アメリカの最高裁判事と司法審査制について少しだけ書いてみた

ラジオを聞いてたら、最近のニュースであるアメリカの最高裁判事ルース・ベイダー・ギンズバーグが亡くなったという話題について語っていた。

それを私の聞いた印象では、リベラル寄りの論者ばかりが出演していて、亡くなった判事は素晴らしかったけど、今度から保守派の判事が多数派になるので心配…みたいな話だった。なんか偏ってるなぁ〜と思うと同時に、この話題で司法審査制をろくに知らない人ばかりだと、意義のある話は期待できないなぁと思った。

極端な論をぶつ日本では有名な国際政治評論家

アメリカの司法審査については、以前に憲法理論に興味を持ったことがあって、そのときに勉強した知識でそれなりには知っている。その私でさえ、次のネット記事を読んだときは、こいつ何言ってるんだろう?と眉をひそめた。

結論だけ言わせてもらえば、RBGの死により、トランプ氏再選の可能性が高まるかもしれない、ということだ。彼女の死でトランプは保守系の女性判事を最高裁に送り出す。これで保守対リベラルの比率は6対3となり、仮に、バイデン候補が勝って上院が民主党多数になっても、最高裁民主党案件をすべて潰すことも可能となる。
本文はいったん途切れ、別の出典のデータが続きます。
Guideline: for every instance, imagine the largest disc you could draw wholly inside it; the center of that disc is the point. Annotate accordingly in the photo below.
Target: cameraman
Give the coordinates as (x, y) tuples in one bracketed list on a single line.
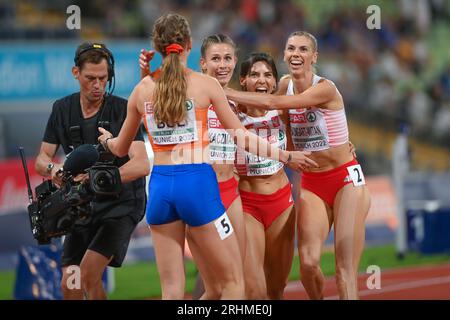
[(74, 120)]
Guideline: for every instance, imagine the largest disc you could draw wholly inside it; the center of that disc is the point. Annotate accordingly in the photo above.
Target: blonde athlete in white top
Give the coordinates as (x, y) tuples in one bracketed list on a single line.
[(336, 191)]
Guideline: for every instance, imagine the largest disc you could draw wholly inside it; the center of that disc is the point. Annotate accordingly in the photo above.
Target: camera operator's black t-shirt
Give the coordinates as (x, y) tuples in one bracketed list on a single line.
[(58, 132)]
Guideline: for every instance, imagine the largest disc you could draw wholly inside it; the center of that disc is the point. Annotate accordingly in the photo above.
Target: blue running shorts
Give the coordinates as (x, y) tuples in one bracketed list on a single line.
[(188, 192)]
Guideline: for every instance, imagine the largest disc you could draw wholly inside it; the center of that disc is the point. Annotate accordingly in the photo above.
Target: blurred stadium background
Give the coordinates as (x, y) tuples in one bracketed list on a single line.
[(395, 82)]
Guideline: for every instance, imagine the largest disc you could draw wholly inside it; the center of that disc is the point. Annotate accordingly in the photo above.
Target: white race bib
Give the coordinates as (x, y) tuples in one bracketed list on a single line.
[(356, 175), (163, 134), (224, 226)]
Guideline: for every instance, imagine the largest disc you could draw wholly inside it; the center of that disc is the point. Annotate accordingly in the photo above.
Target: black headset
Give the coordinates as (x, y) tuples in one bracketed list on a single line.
[(110, 60)]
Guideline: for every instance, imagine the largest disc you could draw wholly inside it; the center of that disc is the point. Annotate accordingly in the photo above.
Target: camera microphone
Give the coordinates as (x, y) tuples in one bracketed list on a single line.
[(80, 159)]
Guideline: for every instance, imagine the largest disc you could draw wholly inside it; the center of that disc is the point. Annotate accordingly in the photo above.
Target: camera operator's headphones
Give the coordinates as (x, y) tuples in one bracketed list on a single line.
[(110, 60)]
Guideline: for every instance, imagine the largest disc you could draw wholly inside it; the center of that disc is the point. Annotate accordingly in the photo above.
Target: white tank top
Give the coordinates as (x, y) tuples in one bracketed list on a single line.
[(269, 127), (315, 128), (221, 144)]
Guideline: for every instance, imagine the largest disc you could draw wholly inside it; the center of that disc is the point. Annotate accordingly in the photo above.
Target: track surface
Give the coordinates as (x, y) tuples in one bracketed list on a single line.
[(408, 283)]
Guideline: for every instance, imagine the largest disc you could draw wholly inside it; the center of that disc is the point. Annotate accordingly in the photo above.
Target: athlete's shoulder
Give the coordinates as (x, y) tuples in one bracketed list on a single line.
[(283, 84), (117, 100)]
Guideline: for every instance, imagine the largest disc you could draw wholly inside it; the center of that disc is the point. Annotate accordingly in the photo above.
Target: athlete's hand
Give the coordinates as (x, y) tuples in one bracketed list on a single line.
[(298, 160), (144, 62), (56, 174), (352, 149)]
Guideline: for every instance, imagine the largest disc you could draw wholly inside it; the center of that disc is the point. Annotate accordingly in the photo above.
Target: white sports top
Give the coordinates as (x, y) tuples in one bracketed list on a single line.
[(221, 144), (269, 127), (315, 128)]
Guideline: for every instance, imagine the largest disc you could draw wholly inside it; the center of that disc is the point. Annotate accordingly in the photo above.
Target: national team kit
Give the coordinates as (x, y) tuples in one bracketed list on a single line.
[(190, 192)]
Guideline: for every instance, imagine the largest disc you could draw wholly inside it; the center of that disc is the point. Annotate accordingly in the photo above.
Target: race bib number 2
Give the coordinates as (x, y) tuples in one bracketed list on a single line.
[(356, 175), (224, 226)]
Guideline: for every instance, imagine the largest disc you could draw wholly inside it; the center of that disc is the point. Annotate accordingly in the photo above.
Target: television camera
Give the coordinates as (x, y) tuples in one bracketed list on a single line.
[(54, 210)]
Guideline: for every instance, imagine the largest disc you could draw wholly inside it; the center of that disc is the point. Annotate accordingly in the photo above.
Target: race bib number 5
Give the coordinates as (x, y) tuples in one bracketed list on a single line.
[(224, 226), (356, 175)]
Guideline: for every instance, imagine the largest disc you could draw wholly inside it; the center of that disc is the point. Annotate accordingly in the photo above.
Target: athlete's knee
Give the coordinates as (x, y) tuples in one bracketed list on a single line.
[(345, 271), (309, 262), (89, 280)]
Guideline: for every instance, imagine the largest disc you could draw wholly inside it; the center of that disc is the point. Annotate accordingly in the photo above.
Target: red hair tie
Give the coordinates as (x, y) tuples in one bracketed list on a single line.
[(174, 48)]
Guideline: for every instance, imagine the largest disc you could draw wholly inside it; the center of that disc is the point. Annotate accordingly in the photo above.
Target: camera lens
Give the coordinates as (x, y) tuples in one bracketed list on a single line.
[(104, 180)]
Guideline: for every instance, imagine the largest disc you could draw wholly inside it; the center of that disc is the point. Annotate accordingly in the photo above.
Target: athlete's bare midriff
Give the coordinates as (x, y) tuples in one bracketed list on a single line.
[(223, 171), (263, 184), (331, 158)]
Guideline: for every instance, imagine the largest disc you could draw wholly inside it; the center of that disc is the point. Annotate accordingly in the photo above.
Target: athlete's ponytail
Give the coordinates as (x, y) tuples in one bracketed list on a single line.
[(171, 35)]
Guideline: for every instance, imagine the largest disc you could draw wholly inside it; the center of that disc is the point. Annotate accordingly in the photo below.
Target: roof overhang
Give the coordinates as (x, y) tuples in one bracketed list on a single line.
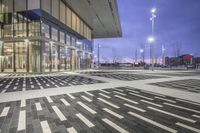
[(101, 15)]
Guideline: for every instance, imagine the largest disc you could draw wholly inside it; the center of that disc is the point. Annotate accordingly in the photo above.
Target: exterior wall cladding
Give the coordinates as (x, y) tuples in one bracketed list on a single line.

最高裁判事死去でトランプ再選? | NEXT MEDIA "Japan In-depth"[ジャパン・インデプス]」より

これを書いた人はテレビやラジオによく出ている国際政治の評論家で、私も一時期までは専門家として信用していた。しかし、ある時からこの人言ってることが極端だな?と思うようになってあまり信用しなくなった。私がこの記事を読んだのはRSSリーダーに登録してたサイトに出てたからでしかない。

この記事もあまり筋が通っていない。まず、「RBGの死により、トランプ氏再選の可能性が高まるかもしれない」という理由がよく分からない(たまたま今死亡した件のどこにトランプが貢献?)。ましてや、「バイデン候補が勝って上院が民主党多数になっても、最高裁民主党案件をすべて潰すことも可能となる」となると、アメリカの司法審査制を理解しているとはどうも思えない。

最高裁判事と司法審査

確かに、アメリカの最高裁判事は保守派が多数派になって共和党に有利になるにはなる。しかし、その結果として「最高裁民主党案件をすべて潰すことも可能となる」とするのは、あまりに極端な想定だ。正確には、憲法解釈に関わる重要な法案は潰されるかもしれないが、「すべて潰す」は普通に考えてありえないし、(非難覚悟で)あるにしても極端に可能性が低すぎて指摘するに値しない。

ここで司法審査制の詳しい説明は省く1。要するに、もしその法案が合衆国憲法に違反してると判断できるなら、最高裁で法案を却下することはできる。しかし、別に最高裁判事だって憲法を好き勝手に解釈できるわけではないので、「すべて潰す」はいくらなんでも言い過ぎ。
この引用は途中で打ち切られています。